Bristol native Roni Size is one of the U.K. jungle scene's most respected names, with production credits spanning dozens of labels, projects and releases. Size's influence as a producer, label owner, and committed underground magnate figured him as one of the emerging sound's true pioneers. The breakout success of his debut album New Forms finally confirmed his stature and vaulted him to a greater degree of popularity than any drum'n'bass producer.
Born to Jamaican immigrant parents, Roni grew up in the Bristolean suburb of St. Andrews (home to Tricky, Massive Attack, and Smith & Mighty), where he learned the fundamentals of hip-hop through the area's sounds systems, house parties, and underground clubs. Expelled from school Size started dabbling with house and reggae production in the late'80s. He hooked up with labelmates DJ Krust, Suv, and DJ Die at the 1990 Glastonbury Festival, and the four stayed in contact, eventually forming Size's longest running musical commitment to date: his own Full Cycle label.

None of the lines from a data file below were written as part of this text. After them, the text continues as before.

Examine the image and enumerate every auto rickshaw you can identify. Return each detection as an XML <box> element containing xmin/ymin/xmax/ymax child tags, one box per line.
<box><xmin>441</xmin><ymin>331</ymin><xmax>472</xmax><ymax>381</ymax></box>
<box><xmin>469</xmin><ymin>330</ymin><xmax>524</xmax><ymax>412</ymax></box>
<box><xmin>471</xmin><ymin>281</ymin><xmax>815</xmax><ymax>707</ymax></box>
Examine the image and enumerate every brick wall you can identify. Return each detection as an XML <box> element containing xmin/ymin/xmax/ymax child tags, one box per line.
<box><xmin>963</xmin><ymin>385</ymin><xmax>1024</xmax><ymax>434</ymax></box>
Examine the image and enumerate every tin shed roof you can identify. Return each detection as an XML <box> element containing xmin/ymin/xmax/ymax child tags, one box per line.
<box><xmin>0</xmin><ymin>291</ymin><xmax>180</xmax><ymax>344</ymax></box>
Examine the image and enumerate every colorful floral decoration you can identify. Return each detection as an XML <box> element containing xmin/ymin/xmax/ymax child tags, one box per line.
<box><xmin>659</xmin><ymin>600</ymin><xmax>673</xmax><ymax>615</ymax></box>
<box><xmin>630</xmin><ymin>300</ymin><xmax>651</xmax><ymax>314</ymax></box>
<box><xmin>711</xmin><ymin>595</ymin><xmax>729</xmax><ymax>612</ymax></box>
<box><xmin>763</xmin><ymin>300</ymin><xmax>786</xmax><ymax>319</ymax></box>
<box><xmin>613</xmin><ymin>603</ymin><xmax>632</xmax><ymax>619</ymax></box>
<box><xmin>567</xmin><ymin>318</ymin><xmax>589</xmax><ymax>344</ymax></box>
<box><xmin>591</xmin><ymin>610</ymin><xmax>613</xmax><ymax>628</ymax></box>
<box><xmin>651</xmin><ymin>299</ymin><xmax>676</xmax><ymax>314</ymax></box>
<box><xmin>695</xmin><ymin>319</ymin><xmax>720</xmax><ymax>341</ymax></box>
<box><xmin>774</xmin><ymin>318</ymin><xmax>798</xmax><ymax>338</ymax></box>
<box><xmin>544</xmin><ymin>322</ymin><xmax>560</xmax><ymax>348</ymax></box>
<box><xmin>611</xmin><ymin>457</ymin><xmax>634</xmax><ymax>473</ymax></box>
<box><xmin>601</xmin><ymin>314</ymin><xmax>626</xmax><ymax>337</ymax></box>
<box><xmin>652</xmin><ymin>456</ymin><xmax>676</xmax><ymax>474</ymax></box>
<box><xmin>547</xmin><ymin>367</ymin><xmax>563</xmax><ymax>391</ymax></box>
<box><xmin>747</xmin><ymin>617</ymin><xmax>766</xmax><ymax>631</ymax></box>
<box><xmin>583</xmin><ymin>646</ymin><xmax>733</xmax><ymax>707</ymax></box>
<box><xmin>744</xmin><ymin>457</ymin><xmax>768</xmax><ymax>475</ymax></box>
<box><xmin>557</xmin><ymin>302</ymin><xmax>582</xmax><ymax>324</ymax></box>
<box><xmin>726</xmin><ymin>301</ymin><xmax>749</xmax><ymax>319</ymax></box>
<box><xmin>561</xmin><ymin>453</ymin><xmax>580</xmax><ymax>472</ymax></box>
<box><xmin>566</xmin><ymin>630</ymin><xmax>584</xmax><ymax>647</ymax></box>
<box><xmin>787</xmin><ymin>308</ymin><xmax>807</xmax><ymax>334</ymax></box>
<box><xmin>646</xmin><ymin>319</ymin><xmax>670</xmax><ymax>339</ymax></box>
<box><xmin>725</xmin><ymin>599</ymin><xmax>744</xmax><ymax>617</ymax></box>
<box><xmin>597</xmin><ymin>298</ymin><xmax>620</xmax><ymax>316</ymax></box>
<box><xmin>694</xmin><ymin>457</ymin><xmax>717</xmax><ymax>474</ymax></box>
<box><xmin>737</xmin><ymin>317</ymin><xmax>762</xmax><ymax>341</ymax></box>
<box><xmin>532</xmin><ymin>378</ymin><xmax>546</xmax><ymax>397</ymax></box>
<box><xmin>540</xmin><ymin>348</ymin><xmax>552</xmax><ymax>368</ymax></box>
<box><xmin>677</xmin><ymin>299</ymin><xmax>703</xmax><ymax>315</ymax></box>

Although hardly popular in the days before ragga (then jump-up) ruled the decks, the crew now counts a number of classics among their credits, including Size's "It's a Jazz Thing," Krust's "Jazz Note," and Reprazent's Reasons for Sharing EP, the crew's first outing through major label subsidiary Talkin' Loud. The success of 1997's New Forms launched Size to the top of the electronica genre, and the Dope Dragon label also continues to rise in the ranks of dubplate hysteria, with tracks from Selector Owoy, Gang Related, and Mask consistently passing muster on most DJ's decks. After a relatively silent 1998, Size returned in 1999 with a new project -- Breakbeat Era, with DJ Die and vocalist Leonie Laws. The trio released Ultra-Obscene in the fall of that year. In 2000, Size returned to the Reprazent project with In the Mode, boasting sit-ins from Method Man and ex-Rage Against the Machine's Zack De La Rocha.